Bazılarımız sırf ilgiyi kendi üzerinde toplamak adına aslında hiç olmadıkları insanların davranışlarını birebir kopyalıyorlar.. Sevdiğim ve daha önce de blog'da paylaştığımı hatırladığım bi söz var; İnsanlar değişmezler, sadece giydikleri kostüm bollaşır, yüzlerindeki maske düşer, oynadıkları rolden sıkılırlar; kısacası aslında gerçek kimliklerine dönerler.. Belki bu fazlaca genelleme dolu ve kötümser bi tanımlama oldu fakat işin aslı esasen bu malesef..

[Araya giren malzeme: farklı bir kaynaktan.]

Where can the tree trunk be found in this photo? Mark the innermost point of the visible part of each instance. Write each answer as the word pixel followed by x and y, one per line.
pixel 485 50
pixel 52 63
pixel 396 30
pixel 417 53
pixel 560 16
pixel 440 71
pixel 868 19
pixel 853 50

Kimi insan bu tiyatroyu(!) sırf keyif amaçlı sürdürürken kimisi de bunu savunma amaçlı yapar.. Bazısının da henüz kim olduğundan haberi yoktur, kendini bulamamıştır ve bu karakter boşluğunu olmadığı biri gibi görünerek kapatmak ister.. Kimisi de "kim" olduğundan utanır, hayalindeki kişi olur karşısındakine.. Her ne olursa olsun bu can sıkıcı bi durumdur.. Yaşayana da, fark edene de.. Benim problemim aslında bu saydıklarımın hepsiyle.. Ama en çok da kendini koruma amacıyla asıl kimliklerini belli edemeyenlere kızıyorum.. Bunun "nasıl?!"ını irdelemeden önce diğerlerine bi bakalım..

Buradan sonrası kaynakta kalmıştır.